Showing posts with label France. Show all posts
Showing posts with label France. Show all posts

Wednesday, January 17, 2018

Caribbean Vacation Map

The third map I'll feature here (though I don't think it's the third I ever bought) is of the Lesser Antilles and it's one of C.S. Hammond's.


I know the image quality here isn't the best. Perhaps I can try again later and update this post.

The map is not the most beautiful I own. I bought it mostly as a souvenir of a cruise I was on that stopped in Puerto Rico, or as this map says "Porto Rico".

The map is a fun one to me. It offers that snapshot of history I love, showing places which are currently sovereign states as colonies, unusual spellings and a case where the map spills outside it's own borders, as does Trinidad and Tobago.

Originally, I thought that the map was cut out of an older magazine, based on the paper and because it's not a full page, just an imperfectly cut out map. After researching the information in the map legend though, I believe it almost certainly came from an atlas.


The problem with this legend, and the mystery of this map is that it doesn't give me a year. I know Hammond began publishing maps in 1900. This map, came in a folder upon which the seller had jotted down circa 1910. So-far, so good. Only, just because a vendor says a thing, does not make it true. Especially this person, who was a general antiques dealers and had no maps other than this one. (By the way, I paid nowhere near the price listed under the date).

My first search ended up at David Rumsey (as do all searches for antique maps). He has a map that's nearly identical to mine, but published in 1948.


If you take a look at his site, you'll see that the map is very similar to mine, but zoom in on Porto Rico. The map on Rumsey's site lists the island as Puerto Rico. So these maps are not the same, and given that Puerto Rico replaced Porto Rico, I think I'm safe to assume that my map predates 1948. See, for example, this website (which I have nothing to do with) selling a different Hammond map of Porto Rico from 1910 with the same spelling as mine.

Then I came across a fabulous site for maps of the Caribbean called Caribmap. They have a map, produced by Hammond, very similar to mine from "the New World Loose Leaf Atlas" published in 1931. Take a look at it here. It's hard to spot any differences. The only one that jumped at me is not part of the map itself, but is the note "rb-29" in the bottom left corner. I know my map is poorly cut out, but I think it has enough of a margin that if my map was the same as the Caribmap one, I'd see that annotation.

So again, a map leads me on a little mystery, and I've learned a lot in the search. I know Hammond did publish world atlases circa 1910, but I don't have images of any of them to readily look through. I don't have an answer to this one though, and hopefully, once more, some friendly expert out there can point me in the right direction.

Thursday, December 28, 2017

My First Map

If you took a minute to visit my "Why I'm Mappy" page you'll have seen that my first ever antique map purchase was from and is of Paris, though it's actually titled: "Seine".

I doubt that this is a particularly rare or valuable map, but I know very little about it, and my normally good online map research skills have come up a bit short.

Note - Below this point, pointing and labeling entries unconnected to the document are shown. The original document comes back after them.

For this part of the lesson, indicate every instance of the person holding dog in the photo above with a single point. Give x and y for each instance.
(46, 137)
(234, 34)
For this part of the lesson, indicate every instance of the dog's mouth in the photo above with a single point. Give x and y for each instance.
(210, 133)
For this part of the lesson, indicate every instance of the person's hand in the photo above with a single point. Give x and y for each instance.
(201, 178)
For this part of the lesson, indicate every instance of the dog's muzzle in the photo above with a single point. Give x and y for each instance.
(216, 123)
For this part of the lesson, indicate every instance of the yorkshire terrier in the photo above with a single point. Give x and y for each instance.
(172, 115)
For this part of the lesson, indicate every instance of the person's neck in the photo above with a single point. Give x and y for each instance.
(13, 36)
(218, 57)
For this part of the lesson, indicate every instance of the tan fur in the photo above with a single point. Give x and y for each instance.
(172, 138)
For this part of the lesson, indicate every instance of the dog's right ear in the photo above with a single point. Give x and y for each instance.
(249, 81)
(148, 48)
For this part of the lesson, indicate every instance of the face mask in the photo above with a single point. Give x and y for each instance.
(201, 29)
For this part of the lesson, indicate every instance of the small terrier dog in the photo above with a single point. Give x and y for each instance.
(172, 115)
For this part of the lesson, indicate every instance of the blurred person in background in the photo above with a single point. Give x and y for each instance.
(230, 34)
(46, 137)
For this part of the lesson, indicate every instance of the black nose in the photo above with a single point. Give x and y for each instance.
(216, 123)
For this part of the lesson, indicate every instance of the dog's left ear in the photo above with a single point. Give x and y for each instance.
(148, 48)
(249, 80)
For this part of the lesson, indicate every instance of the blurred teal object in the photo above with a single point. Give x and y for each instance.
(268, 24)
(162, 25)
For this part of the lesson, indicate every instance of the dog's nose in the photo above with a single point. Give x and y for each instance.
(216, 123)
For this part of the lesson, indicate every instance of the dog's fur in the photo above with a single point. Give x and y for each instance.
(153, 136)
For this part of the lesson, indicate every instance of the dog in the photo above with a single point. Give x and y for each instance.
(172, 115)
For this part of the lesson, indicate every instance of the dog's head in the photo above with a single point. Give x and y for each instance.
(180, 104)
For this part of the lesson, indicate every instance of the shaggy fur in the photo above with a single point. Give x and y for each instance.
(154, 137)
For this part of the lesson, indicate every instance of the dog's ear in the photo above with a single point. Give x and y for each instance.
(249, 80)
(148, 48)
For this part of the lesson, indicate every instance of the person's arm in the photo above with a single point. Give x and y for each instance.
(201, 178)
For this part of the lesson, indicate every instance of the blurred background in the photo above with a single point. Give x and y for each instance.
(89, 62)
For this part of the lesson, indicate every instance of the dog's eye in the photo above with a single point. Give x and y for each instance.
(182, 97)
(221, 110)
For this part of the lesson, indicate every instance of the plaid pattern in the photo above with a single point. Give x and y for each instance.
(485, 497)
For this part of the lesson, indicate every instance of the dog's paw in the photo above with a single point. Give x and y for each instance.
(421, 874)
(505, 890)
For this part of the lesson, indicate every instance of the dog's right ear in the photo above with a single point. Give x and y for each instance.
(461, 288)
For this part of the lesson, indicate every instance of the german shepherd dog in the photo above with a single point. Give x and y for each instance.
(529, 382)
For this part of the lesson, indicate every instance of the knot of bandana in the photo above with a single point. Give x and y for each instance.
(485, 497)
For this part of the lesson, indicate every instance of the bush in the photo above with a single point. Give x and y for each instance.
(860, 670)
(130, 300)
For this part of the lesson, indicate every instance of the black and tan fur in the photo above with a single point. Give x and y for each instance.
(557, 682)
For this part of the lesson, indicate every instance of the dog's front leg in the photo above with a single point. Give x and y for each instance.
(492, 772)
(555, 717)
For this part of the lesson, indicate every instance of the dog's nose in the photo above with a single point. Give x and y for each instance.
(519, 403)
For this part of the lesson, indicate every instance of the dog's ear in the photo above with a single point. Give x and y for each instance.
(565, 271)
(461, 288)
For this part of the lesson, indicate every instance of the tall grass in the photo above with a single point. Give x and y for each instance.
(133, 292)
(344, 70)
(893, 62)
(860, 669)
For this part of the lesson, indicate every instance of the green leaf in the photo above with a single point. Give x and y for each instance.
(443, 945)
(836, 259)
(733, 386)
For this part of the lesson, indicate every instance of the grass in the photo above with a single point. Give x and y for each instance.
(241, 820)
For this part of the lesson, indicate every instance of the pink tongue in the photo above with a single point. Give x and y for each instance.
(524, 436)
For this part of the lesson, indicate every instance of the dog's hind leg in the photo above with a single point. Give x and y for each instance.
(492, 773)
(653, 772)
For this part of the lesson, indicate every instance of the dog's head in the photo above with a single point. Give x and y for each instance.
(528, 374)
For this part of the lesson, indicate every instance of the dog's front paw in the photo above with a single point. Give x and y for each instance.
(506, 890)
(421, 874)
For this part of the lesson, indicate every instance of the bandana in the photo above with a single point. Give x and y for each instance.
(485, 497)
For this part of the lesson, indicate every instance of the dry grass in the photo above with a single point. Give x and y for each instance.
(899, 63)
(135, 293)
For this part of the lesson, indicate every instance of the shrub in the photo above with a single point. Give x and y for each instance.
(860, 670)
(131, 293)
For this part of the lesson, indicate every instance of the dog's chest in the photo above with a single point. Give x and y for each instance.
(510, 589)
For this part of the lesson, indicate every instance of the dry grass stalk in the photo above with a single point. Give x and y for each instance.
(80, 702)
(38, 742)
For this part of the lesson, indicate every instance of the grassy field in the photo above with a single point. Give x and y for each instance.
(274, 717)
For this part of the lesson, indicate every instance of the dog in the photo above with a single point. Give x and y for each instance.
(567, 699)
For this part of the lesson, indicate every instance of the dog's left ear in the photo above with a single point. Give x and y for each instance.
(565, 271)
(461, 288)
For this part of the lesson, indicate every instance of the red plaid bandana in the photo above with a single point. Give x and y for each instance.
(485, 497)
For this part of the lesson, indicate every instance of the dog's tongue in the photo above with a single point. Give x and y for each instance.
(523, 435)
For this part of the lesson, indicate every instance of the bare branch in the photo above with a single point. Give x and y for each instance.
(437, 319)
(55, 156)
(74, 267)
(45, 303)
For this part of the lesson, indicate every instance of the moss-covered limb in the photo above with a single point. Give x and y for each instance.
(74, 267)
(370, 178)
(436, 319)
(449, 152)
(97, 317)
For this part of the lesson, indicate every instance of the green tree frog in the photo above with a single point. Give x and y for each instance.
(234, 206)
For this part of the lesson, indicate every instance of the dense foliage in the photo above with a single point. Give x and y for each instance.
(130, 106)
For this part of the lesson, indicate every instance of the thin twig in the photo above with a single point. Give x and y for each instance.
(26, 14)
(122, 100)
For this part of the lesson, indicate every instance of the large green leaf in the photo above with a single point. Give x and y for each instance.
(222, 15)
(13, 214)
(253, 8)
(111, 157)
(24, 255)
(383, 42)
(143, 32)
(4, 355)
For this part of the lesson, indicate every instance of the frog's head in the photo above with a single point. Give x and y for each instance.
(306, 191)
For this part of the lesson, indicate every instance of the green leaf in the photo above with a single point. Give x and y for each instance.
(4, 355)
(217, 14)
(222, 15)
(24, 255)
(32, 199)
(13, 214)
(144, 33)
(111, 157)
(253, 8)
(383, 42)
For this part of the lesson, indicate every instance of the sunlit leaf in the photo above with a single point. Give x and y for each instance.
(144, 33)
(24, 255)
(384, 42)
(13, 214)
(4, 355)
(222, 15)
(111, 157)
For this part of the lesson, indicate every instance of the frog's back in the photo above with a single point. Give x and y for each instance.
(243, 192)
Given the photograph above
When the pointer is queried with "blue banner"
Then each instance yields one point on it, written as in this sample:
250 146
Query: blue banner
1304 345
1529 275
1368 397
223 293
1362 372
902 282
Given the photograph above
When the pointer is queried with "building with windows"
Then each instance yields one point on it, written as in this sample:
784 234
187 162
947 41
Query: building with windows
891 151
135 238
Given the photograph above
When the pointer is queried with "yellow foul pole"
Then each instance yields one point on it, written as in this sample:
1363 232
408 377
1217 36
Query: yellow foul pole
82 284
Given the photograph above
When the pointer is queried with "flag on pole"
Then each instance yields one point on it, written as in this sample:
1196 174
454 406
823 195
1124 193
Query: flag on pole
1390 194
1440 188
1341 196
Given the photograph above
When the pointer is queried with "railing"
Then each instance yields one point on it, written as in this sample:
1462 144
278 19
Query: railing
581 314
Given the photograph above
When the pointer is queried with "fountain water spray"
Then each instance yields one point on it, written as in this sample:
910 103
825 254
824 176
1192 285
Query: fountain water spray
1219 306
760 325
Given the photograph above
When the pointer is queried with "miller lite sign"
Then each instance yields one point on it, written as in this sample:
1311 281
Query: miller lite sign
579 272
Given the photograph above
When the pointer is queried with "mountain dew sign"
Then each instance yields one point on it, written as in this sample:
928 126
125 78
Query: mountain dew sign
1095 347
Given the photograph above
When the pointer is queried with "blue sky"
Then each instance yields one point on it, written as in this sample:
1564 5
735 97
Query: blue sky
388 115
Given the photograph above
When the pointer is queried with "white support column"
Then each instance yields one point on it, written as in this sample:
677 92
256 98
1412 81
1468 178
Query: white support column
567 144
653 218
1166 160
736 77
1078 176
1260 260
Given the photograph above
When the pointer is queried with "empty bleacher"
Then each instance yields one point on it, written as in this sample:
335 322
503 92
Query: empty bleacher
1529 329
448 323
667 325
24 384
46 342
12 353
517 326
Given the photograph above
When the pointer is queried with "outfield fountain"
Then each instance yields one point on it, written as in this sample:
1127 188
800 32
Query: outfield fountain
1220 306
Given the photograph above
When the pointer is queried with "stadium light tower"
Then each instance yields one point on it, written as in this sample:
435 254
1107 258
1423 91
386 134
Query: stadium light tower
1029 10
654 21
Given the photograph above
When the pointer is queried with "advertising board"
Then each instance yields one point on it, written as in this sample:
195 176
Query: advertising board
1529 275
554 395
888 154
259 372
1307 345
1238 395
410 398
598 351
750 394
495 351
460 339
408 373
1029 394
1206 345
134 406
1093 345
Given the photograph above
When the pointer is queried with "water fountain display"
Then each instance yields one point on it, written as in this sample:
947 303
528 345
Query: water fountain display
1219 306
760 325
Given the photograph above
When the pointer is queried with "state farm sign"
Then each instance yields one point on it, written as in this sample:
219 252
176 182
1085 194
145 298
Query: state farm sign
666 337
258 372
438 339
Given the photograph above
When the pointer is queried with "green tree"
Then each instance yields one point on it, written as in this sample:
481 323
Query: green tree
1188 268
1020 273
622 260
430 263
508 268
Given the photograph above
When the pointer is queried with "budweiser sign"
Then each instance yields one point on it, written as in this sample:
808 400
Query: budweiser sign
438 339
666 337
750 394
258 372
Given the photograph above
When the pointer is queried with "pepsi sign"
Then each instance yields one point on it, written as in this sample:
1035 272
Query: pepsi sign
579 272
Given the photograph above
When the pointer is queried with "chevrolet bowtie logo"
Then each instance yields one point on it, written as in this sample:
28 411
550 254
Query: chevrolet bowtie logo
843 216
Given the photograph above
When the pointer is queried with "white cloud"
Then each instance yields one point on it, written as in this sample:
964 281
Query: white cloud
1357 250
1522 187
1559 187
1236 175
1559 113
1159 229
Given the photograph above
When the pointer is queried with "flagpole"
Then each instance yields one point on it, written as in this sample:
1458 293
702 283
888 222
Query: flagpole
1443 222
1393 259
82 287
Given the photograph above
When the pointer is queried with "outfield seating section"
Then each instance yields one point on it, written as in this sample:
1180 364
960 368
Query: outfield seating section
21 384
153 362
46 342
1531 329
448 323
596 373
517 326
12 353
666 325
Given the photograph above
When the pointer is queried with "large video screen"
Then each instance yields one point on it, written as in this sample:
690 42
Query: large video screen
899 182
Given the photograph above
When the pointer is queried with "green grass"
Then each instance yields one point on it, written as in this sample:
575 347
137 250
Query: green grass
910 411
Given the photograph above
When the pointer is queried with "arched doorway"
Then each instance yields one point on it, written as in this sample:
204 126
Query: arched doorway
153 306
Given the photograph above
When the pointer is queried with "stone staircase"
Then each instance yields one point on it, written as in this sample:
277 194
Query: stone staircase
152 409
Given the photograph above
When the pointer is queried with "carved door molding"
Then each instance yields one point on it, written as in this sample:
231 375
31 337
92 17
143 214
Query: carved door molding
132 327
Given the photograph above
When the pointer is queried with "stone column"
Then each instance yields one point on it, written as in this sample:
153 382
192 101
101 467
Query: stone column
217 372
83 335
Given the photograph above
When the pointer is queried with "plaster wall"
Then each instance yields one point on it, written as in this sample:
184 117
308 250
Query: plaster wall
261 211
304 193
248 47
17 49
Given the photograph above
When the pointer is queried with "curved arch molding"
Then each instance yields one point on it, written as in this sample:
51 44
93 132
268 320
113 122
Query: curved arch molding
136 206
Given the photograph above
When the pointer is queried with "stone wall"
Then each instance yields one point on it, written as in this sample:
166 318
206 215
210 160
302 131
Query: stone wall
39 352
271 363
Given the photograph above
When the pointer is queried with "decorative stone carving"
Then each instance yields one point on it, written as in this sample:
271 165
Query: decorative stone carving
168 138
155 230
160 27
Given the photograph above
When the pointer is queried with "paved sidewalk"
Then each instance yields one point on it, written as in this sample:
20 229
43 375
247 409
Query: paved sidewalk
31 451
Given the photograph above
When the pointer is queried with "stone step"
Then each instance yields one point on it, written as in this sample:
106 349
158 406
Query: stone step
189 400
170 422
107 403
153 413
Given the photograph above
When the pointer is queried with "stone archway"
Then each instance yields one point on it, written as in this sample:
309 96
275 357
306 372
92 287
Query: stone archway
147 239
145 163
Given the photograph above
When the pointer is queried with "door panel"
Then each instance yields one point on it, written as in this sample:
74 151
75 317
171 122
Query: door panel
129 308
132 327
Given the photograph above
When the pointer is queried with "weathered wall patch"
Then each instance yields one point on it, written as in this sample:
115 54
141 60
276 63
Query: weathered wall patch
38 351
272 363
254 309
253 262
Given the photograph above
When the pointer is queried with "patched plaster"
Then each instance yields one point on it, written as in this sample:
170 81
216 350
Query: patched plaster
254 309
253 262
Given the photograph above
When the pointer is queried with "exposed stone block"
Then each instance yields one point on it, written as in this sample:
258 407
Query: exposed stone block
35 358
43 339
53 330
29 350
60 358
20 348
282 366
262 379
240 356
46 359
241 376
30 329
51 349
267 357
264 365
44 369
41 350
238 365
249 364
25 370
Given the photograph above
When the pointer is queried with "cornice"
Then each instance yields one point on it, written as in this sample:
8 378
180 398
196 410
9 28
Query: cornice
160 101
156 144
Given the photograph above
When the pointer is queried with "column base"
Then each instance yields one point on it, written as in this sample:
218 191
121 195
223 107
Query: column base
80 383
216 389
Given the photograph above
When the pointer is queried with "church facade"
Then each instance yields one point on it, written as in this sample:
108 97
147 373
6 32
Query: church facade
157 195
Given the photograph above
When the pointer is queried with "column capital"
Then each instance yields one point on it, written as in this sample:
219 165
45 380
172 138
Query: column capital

The map indicates that it's from France's Atlas Departemental, and upon closer look it's clear that this is not really a map of Paris, but really of it's environs.



If you look at the center of the map, what would be the core of Paris, there's very little detail. There are a few clues to the maps age though. The first being the really gorgeous view at the top of the map.

It has images of "les Invalides" and Notre Dame, but not the Eiffel Tower, which was built in the late 1880's. Also, a close look at the map seems to show some rail-lines, which weren't built before the 1830's, so the map is probably somewhere in that range. The map also includes some statistics about Paris, and notes that it's population is 815,000 inhabitants. That helps me date the city too, since Wikipedia suggests that that last time the city had that sized population was around the mid-1830's.
Stats on Paris, showing 815,000 inhabitants

I don't know if this is the prettiest, or most interesting map in my collection, but it has a special place in my heart because it was the one that started it all for me.

Another thing I love about this map is that there are some places where it's been, at least a little, marked-up. It's one of those reminders that this is a piece of history and that I am certainly not the first to have owned it.

A rail-line and some markups

I'd be thrilled to have anyone with any insights tell me more about it.